Afin d'anticiper la baisse du nombre de vétérinaires en zone rurale, un groupe d'agriculteurs nivernais a invité pour le week-end du 24 au 26 mars, des étudiants à venir découvrir le Morvan et leur donner, pourquoi pas, l'envie de s'y installer.

Un agriculteur à Saint-Agnan (Nièvre) ouvre les portes de sa ferme à un groupe d'étudiants : Michel Loison dévoile son élevage de vaches charolaises allaitantes. Il est accompagné d'un vétérinaire du secteur. 

Prendre contact avec la réalité du métier

Les étudiants sont de futurs vétérinaires, ils sont venus se familiariser avec la réalité de leur métier en zone rurale. Par exemple, Romain Jay explique en quoi le métier a besoin de ruralité : "On vient de l'école de vétérinaires de Maisons-Alfort, donc pas forcément beaucoup de vaches à Paris, ça nous permet de ne pas trop déconnecter avec ce qui se passe à la campagne."

Pour Noélie Aubron, elle aussi étudiante vétérinaire, il faut se faire son idée du métier :  "ça peut faire peur quand même, pour des régions assez reculées comme ça, où on est un peu livrés à soi-même, parfois avec assez peu de vétérinaires, donc en plus, il va falloir être assez vite efficace sur le terrain, donc on aura assez peu de personnes sur qui se reposer. C'est  pour cela que ce genre de sortie, de rencontrer des vétos, c'est hyper-intéressant."

La Nièvre, désert vétérinaire ?

Dans la Nièvre, trouver un vétérinaire devient de plus en plus compliqué, en particulier pour s'occuper des animaux d'élevage. Michel Loison, éleveur, rappelle le rôle indispensable du vétérinaire pour les agriculteurs : "Le vétérinaire, jour et nuit, on l'appelle, il est là, il réagit. Une césarienne, le jour ou la nuit, il est là. Il faut garder des médecins-vétérinaires pour nos élevages."

Opération séduction pour les organisateurs

La vingtaine d'étudiants est invitée pour le week-end par un groupe d'éleveurs. Outre les échanges professionnels, des moments de détente sont aussi au programme : excursion au lac des Settons et VTT, rencontre avec élus et habitants du Morvan.

Une façon de leur faire découvrir un cadre de vie au vert et leur donner envie de poser leurs valises dans le Morvan.

Pierre Bobin est l'un des organisateurs du séminaire, ancien responsable professionnel à la retraite, il agit maintenant "dans l'intérêt des jeunes" : "Les vétérinaires deviennent de plus en plus rares. C'est une population qui vieillit, on a besoin de renouvellement, des générations pour assurer la continuité des soins dans les élevages de bovins.
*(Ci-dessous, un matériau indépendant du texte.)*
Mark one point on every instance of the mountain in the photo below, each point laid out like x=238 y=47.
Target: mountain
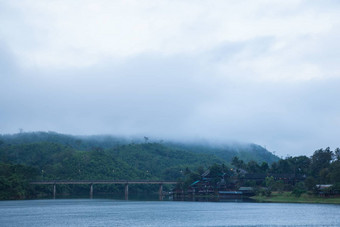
x=244 y=151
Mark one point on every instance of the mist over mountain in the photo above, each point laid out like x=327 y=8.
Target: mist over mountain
x=224 y=151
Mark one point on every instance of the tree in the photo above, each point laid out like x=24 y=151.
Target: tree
x=321 y=159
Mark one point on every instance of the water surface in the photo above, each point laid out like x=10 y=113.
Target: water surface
x=108 y=212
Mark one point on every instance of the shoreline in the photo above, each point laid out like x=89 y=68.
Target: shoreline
x=287 y=197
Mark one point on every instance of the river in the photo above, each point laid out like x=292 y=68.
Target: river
x=110 y=212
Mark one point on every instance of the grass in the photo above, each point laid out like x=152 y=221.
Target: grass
x=287 y=197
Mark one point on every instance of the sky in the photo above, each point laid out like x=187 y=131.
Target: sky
x=257 y=71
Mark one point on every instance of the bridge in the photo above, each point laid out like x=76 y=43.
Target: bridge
x=93 y=182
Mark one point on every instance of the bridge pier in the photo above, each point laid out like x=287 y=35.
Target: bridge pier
x=126 y=191
x=54 y=191
x=91 y=191
x=160 y=192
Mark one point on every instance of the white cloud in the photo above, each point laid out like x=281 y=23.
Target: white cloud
x=259 y=71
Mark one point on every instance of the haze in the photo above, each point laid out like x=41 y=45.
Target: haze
x=265 y=72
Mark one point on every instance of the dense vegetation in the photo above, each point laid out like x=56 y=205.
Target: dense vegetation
x=297 y=175
x=51 y=156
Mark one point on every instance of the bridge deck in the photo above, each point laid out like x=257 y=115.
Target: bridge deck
x=102 y=182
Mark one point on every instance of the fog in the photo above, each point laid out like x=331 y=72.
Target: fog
x=226 y=71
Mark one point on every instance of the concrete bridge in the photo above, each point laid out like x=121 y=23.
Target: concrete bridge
x=92 y=182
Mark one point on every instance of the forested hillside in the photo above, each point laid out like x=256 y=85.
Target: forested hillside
x=51 y=156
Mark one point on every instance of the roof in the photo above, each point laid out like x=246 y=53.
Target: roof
x=194 y=183
x=246 y=189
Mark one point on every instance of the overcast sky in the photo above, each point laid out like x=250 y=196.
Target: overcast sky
x=259 y=71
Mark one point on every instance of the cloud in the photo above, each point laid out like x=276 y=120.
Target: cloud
x=254 y=71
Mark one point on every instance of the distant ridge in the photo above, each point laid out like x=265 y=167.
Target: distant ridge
x=245 y=151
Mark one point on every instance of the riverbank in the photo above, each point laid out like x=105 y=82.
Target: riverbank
x=287 y=197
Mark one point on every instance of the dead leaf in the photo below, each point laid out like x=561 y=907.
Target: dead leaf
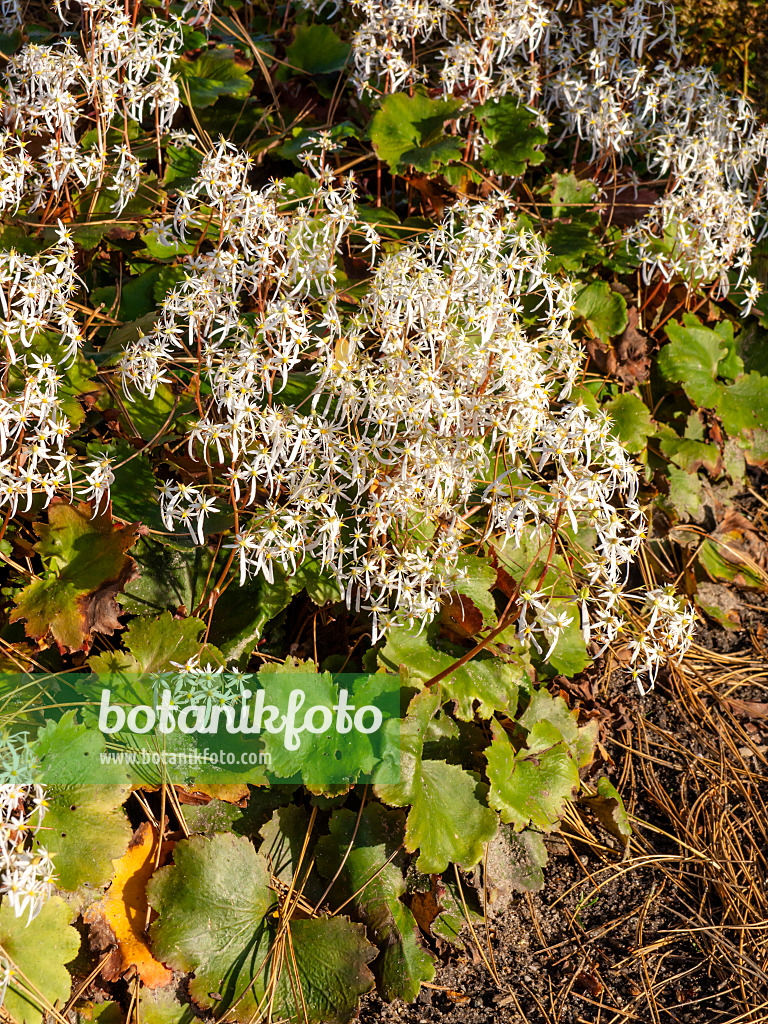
x=633 y=361
x=120 y=916
x=461 y=617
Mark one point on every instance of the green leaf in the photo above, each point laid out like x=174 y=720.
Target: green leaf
x=40 y=950
x=242 y=612
x=361 y=851
x=476 y=588
x=213 y=74
x=512 y=133
x=608 y=808
x=409 y=131
x=317 y=50
x=692 y=357
x=569 y=245
x=77 y=376
x=632 y=421
x=331 y=757
x=68 y=752
x=570 y=195
x=170 y=577
x=697 y=357
x=544 y=708
x=216 y=921
x=482 y=686
x=155 y=643
x=85 y=829
x=85 y=565
x=532 y=784
x=604 y=310
x=449 y=821
x=160 y=1006
x=685 y=453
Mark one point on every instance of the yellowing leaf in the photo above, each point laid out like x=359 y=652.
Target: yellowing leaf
x=85 y=566
x=123 y=910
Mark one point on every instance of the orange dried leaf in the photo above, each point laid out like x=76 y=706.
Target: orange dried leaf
x=120 y=916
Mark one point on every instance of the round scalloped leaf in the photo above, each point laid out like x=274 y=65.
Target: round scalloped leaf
x=217 y=921
x=514 y=136
x=532 y=784
x=85 y=828
x=482 y=686
x=68 y=753
x=317 y=50
x=213 y=74
x=40 y=950
x=449 y=821
x=360 y=851
x=632 y=421
x=86 y=566
x=409 y=130
x=603 y=309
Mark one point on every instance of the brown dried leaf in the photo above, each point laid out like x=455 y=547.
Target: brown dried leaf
x=120 y=916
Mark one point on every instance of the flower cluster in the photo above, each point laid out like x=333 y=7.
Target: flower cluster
x=441 y=399
x=668 y=634
x=128 y=72
x=26 y=867
x=594 y=78
x=386 y=434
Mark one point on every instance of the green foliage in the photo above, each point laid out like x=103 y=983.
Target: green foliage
x=477 y=765
x=317 y=50
x=361 y=851
x=86 y=829
x=704 y=361
x=632 y=421
x=513 y=135
x=212 y=75
x=532 y=784
x=449 y=820
x=408 y=131
x=227 y=946
x=482 y=686
x=604 y=310
x=85 y=564
x=22 y=943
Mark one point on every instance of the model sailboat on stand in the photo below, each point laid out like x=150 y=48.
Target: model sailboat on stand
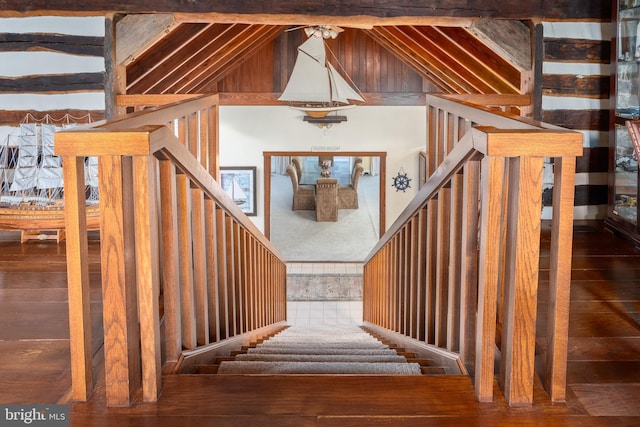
x=315 y=86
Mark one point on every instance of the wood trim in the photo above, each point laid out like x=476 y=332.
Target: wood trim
x=354 y=11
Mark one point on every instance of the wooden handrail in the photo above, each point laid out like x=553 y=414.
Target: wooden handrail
x=460 y=264
x=174 y=249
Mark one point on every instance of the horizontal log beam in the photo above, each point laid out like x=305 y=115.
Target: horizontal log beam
x=577 y=50
x=74 y=45
x=15 y=117
x=560 y=9
x=268 y=98
x=596 y=87
x=597 y=120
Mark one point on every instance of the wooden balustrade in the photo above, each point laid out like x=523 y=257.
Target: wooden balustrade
x=183 y=269
x=458 y=270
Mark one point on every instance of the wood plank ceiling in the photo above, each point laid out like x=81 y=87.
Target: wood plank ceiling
x=189 y=58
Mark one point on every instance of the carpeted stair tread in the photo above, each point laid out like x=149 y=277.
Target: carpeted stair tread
x=354 y=345
x=270 y=357
x=315 y=368
x=319 y=350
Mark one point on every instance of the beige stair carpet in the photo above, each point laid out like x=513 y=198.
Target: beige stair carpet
x=320 y=351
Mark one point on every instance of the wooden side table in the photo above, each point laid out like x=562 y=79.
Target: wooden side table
x=327 y=199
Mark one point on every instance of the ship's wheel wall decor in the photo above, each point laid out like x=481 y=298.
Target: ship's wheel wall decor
x=401 y=181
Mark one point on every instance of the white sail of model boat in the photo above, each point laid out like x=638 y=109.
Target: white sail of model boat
x=50 y=173
x=37 y=171
x=315 y=86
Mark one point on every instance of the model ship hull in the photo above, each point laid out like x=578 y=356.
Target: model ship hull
x=40 y=218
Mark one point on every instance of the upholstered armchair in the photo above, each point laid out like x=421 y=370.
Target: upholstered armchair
x=304 y=196
x=348 y=194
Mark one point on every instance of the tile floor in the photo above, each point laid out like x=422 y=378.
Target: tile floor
x=324 y=313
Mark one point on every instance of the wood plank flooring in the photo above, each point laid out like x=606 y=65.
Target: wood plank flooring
x=603 y=368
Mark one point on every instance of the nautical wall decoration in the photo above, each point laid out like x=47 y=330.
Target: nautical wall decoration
x=401 y=181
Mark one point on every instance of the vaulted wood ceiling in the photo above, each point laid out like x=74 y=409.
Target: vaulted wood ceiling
x=163 y=56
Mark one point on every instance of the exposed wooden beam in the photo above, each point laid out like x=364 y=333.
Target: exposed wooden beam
x=136 y=33
x=79 y=82
x=269 y=98
x=550 y=10
x=244 y=51
x=489 y=59
x=59 y=43
x=154 y=64
x=510 y=39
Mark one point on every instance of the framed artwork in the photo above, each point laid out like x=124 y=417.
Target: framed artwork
x=240 y=184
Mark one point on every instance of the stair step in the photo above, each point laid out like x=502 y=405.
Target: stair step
x=321 y=351
x=322 y=368
x=433 y=370
x=270 y=357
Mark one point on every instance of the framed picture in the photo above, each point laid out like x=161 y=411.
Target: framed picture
x=240 y=184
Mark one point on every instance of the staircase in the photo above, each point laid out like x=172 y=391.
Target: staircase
x=344 y=350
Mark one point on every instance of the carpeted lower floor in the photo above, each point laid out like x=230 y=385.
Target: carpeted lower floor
x=299 y=237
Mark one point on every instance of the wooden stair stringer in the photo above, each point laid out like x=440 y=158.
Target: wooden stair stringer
x=440 y=361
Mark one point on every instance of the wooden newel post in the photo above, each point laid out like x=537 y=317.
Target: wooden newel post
x=521 y=279
x=119 y=289
x=78 y=279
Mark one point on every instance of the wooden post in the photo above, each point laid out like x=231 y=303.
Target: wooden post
x=121 y=332
x=469 y=261
x=78 y=279
x=489 y=273
x=148 y=275
x=185 y=245
x=521 y=279
x=560 y=278
x=170 y=262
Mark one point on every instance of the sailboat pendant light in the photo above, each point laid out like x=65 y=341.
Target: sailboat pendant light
x=315 y=86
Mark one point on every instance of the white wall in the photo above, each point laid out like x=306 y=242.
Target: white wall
x=245 y=132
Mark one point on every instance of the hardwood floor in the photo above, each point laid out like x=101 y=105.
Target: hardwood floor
x=603 y=368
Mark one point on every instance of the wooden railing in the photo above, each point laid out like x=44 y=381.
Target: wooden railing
x=183 y=269
x=458 y=270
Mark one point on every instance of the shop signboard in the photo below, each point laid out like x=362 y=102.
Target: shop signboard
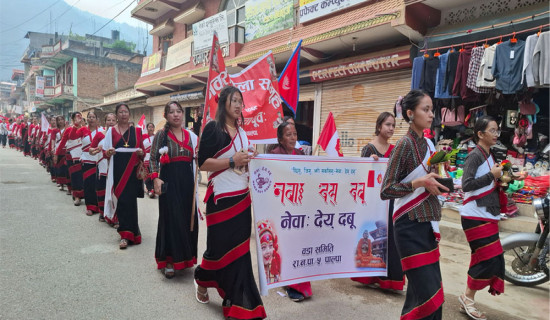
x=313 y=9
x=178 y=54
x=391 y=61
x=151 y=64
x=39 y=86
x=264 y=17
x=204 y=29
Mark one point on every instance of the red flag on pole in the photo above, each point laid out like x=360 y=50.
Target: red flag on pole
x=328 y=140
x=141 y=124
x=217 y=79
x=289 y=80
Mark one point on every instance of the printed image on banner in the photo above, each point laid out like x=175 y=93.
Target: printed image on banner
x=264 y=17
x=204 y=29
x=151 y=64
x=313 y=9
x=318 y=218
x=262 y=110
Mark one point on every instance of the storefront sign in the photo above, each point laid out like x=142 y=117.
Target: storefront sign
x=151 y=64
x=39 y=87
x=318 y=218
x=204 y=29
x=392 y=61
x=313 y=9
x=195 y=95
x=178 y=54
x=264 y=17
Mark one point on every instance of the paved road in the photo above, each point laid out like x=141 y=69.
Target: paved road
x=57 y=263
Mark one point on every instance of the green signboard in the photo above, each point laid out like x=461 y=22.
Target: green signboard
x=264 y=17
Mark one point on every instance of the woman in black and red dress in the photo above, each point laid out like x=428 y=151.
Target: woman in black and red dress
x=123 y=145
x=380 y=147
x=417 y=211
x=71 y=144
x=226 y=263
x=176 y=246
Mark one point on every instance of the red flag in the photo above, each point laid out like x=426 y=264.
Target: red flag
x=263 y=109
x=217 y=79
x=289 y=80
x=141 y=124
x=328 y=140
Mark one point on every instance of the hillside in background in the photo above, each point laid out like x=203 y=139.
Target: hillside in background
x=64 y=20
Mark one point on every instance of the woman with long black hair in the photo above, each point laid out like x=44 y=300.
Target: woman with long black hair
x=416 y=211
x=226 y=263
x=124 y=147
x=89 y=163
x=480 y=213
x=102 y=165
x=380 y=147
x=176 y=246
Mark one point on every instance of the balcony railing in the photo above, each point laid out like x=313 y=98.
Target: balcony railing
x=60 y=89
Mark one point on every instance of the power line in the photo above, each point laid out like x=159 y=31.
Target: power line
x=22 y=23
x=118 y=14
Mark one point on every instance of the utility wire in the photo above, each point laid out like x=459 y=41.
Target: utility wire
x=36 y=15
x=118 y=14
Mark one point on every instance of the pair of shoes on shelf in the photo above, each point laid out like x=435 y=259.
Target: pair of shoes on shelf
x=123 y=244
x=294 y=295
x=204 y=295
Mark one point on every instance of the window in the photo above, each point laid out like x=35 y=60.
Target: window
x=69 y=75
x=236 y=16
x=48 y=81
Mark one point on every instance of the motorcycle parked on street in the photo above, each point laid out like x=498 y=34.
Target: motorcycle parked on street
x=526 y=254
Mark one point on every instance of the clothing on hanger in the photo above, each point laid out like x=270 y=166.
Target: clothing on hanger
x=508 y=66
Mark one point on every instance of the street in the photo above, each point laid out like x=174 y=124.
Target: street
x=58 y=263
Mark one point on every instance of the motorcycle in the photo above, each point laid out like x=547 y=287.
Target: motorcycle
x=526 y=255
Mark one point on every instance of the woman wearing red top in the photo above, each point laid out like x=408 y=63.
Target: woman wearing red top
x=102 y=165
x=72 y=142
x=380 y=147
x=124 y=147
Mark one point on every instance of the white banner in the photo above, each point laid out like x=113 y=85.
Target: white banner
x=204 y=29
x=310 y=10
x=318 y=218
x=178 y=54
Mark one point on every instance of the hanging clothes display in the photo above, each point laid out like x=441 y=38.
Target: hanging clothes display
x=508 y=66
x=460 y=88
x=541 y=60
x=475 y=63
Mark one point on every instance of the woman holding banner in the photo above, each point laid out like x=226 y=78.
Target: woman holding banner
x=89 y=161
x=226 y=264
x=147 y=143
x=174 y=148
x=102 y=167
x=123 y=186
x=287 y=137
x=380 y=147
x=480 y=214
x=416 y=210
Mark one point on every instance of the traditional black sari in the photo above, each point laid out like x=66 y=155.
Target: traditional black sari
x=227 y=264
x=175 y=244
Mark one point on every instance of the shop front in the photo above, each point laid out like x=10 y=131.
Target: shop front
x=357 y=90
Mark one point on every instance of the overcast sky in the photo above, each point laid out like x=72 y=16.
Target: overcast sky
x=108 y=9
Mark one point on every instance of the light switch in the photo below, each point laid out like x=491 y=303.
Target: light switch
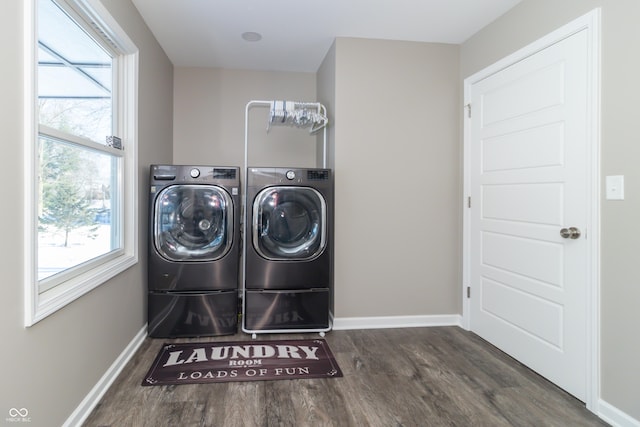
x=615 y=187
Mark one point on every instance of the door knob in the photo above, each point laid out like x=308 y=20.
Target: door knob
x=570 y=233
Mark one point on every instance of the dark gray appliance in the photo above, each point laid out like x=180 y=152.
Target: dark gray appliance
x=288 y=283
x=194 y=250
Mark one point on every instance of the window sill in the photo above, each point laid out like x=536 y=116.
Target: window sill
x=50 y=301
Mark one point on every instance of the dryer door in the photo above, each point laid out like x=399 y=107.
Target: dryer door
x=193 y=222
x=289 y=223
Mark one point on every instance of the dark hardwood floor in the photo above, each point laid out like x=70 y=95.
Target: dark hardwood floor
x=440 y=376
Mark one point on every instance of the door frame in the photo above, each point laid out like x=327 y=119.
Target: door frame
x=589 y=22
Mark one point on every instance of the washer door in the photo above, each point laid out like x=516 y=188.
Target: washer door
x=193 y=223
x=289 y=223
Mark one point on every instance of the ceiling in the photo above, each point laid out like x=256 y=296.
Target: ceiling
x=296 y=34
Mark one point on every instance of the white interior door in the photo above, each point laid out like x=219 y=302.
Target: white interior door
x=528 y=180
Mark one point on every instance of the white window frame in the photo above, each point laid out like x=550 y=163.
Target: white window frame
x=38 y=305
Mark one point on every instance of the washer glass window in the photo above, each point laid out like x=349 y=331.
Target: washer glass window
x=193 y=223
x=289 y=223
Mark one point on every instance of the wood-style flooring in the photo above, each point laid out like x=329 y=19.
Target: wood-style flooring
x=440 y=376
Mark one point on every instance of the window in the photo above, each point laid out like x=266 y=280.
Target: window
x=81 y=157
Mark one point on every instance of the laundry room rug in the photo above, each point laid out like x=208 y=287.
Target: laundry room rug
x=215 y=362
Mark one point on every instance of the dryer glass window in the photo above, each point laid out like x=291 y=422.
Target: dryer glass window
x=289 y=223
x=193 y=222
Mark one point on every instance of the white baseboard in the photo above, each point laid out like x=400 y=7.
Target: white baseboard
x=87 y=405
x=615 y=416
x=383 y=322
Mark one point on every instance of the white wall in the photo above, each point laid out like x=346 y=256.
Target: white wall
x=620 y=151
x=50 y=367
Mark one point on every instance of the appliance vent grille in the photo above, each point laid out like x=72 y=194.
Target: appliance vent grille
x=318 y=175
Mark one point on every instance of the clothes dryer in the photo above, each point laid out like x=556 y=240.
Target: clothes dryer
x=194 y=250
x=289 y=250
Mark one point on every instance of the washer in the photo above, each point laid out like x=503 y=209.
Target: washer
x=289 y=250
x=194 y=250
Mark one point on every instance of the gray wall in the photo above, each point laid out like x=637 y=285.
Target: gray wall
x=620 y=250
x=394 y=111
x=396 y=150
x=50 y=367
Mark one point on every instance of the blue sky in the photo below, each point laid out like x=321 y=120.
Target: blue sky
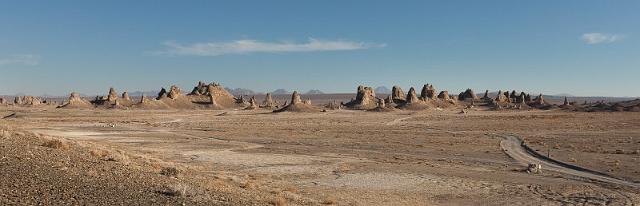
x=578 y=47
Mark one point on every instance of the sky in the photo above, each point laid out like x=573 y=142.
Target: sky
x=578 y=47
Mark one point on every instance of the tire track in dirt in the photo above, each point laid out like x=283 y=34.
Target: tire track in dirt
x=514 y=148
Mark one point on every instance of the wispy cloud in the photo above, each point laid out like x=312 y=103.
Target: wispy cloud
x=20 y=59
x=247 y=46
x=597 y=38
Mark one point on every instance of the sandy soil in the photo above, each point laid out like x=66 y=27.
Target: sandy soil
x=241 y=157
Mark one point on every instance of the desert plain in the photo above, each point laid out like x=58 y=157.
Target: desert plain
x=467 y=153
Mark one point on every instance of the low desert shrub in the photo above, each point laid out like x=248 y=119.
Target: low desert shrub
x=330 y=201
x=177 y=189
x=278 y=201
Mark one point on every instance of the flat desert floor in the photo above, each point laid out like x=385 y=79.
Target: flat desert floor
x=341 y=157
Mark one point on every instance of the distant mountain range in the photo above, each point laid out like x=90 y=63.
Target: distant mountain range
x=382 y=90
x=280 y=91
x=315 y=91
x=241 y=91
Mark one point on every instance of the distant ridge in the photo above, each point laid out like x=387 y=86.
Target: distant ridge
x=241 y=91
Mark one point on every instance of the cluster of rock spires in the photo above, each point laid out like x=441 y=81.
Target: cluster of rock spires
x=429 y=98
x=28 y=101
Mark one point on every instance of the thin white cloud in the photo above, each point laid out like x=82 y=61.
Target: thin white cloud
x=597 y=38
x=254 y=46
x=20 y=59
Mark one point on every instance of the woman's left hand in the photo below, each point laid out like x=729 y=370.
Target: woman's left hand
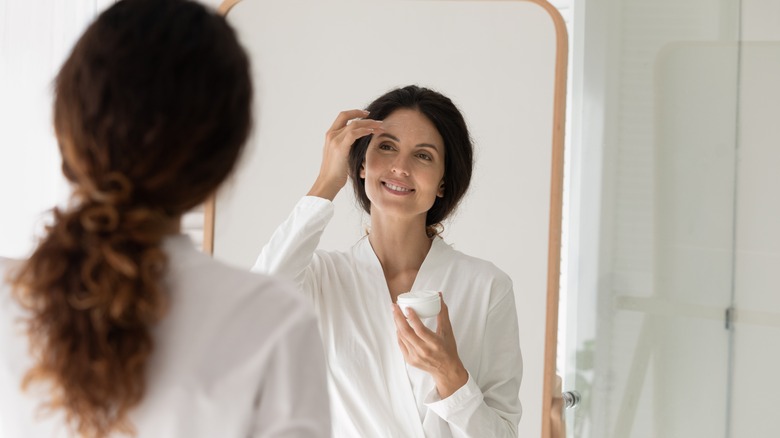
x=433 y=352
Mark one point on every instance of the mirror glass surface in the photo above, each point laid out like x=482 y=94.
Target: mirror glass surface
x=496 y=60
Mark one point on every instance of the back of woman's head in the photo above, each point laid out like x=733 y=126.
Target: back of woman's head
x=151 y=112
x=458 y=148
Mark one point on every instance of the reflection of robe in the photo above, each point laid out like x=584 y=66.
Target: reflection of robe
x=374 y=393
x=236 y=355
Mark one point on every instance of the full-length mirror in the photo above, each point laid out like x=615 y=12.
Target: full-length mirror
x=503 y=65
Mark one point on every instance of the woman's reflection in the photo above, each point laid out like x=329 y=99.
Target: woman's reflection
x=410 y=159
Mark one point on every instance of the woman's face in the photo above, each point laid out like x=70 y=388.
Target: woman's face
x=404 y=165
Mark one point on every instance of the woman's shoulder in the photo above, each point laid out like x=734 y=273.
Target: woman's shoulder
x=229 y=288
x=475 y=266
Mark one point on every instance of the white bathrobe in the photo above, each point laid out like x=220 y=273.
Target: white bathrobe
x=374 y=393
x=237 y=355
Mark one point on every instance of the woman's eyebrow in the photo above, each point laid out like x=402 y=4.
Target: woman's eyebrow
x=396 y=139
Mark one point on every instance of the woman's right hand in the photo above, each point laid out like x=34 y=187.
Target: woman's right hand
x=334 y=170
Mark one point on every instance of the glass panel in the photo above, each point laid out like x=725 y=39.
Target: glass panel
x=650 y=349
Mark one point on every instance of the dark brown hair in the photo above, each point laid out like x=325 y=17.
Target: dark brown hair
x=151 y=111
x=459 y=151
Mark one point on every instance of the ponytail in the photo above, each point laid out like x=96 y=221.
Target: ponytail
x=93 y=288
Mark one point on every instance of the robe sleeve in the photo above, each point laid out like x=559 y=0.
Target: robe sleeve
x=292 y=400
x=488 y=404
x=290 y=252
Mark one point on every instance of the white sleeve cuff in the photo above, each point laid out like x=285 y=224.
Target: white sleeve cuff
x=462 y=403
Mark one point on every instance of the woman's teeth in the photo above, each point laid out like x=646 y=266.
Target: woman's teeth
x=397 y=188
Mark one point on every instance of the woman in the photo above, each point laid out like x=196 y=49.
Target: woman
x=117 y=324
x=409 y=158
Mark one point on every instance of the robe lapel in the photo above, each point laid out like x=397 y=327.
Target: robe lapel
x=400 y=390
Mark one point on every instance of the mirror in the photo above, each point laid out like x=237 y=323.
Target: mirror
x=502 y=63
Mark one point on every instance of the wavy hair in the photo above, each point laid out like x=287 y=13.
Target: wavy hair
x=151 y=111
x=459 y=149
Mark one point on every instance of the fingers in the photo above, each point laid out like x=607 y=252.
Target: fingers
x=346 y=116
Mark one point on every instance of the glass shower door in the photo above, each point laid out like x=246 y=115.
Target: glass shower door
x=648 y=331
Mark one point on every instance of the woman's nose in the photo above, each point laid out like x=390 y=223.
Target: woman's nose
x=401 y=165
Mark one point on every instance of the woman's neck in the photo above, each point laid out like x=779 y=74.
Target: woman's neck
x=401 y=247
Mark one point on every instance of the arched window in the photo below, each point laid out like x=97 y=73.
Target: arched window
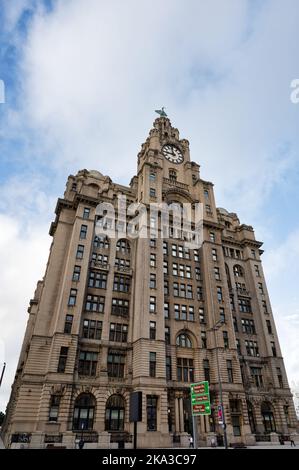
x=101 y=242
x=183 y=341
x=238 y=271
x=84 y=411
x=268 y=417
x=123 y=246
x=115 y=412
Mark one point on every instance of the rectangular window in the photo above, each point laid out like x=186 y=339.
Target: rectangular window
x=153 y=284
x=214 y=254
x=68 y=324
x=151 y=412
x=118 y=332
x=54 y=408
x=76 y=273
x=168 y=368
x=152 y=304
x=80 y=252
x=92 y=329
x=225 y=339
x=185 y=370
x=95 y=303
x=86 y=212
x=98 y=280
x=153 y=260
x=167 y=334
x=83 y=232
x=152 y=364
x=152 y=332
x=72 y=297
x=62 y=359
x=229 y=366
x=116 y=364
x=120 y=307
x=87 y=363
x=217 y=273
L'idée, c'est de leur faire découvrir tout le territoire et de les inciter à venir s'installer, on les soutiendra, pour ceux qui veulent venir, soit en salariés, soit en installation [...] On n'aimerait pas en venir avec les vétérinaires au point où on en est avec les médecins, on est dans un territoire où on n'a plus de soins à moins d'une heure des urgences, les gens sont moins bien soignés que les animaux." 

De même, l'assocation Groupement Technique Vétérinaire Junior est à la manœuvre pour vanter les mérites de la ruralité aux jeunes vétérinaires. Thierry Guy, est président de l'association 'Groupement Technique Vétérinaire Junior' : "Le but d''une telle opération est de faire prendre conscience aux jeunes vétérinaires du désert vétérinaire et du maillage vétérinaire. Au sein de l'Association, on veut aussi donner envie aux jeunes de s'installer en zone rurale [...] Quand on va s'installer dans une région, déjà il faut se plaire dans le cadre de travail. Au-delà de cela, il faut s'intégrer dans la région dans laquelle on arrive, donc ça passe par de la culture, des activités, oui c'est effectivement hyper-important de se sentir bien où on est."

L'initiative est une première, mais elle se pratique déjà dans le département de la Nièvre pour tenter d'attirer des médecins.

La crainte étant de se retrouver aussi dans les prochaines années dans une situation de désert vétérinaire.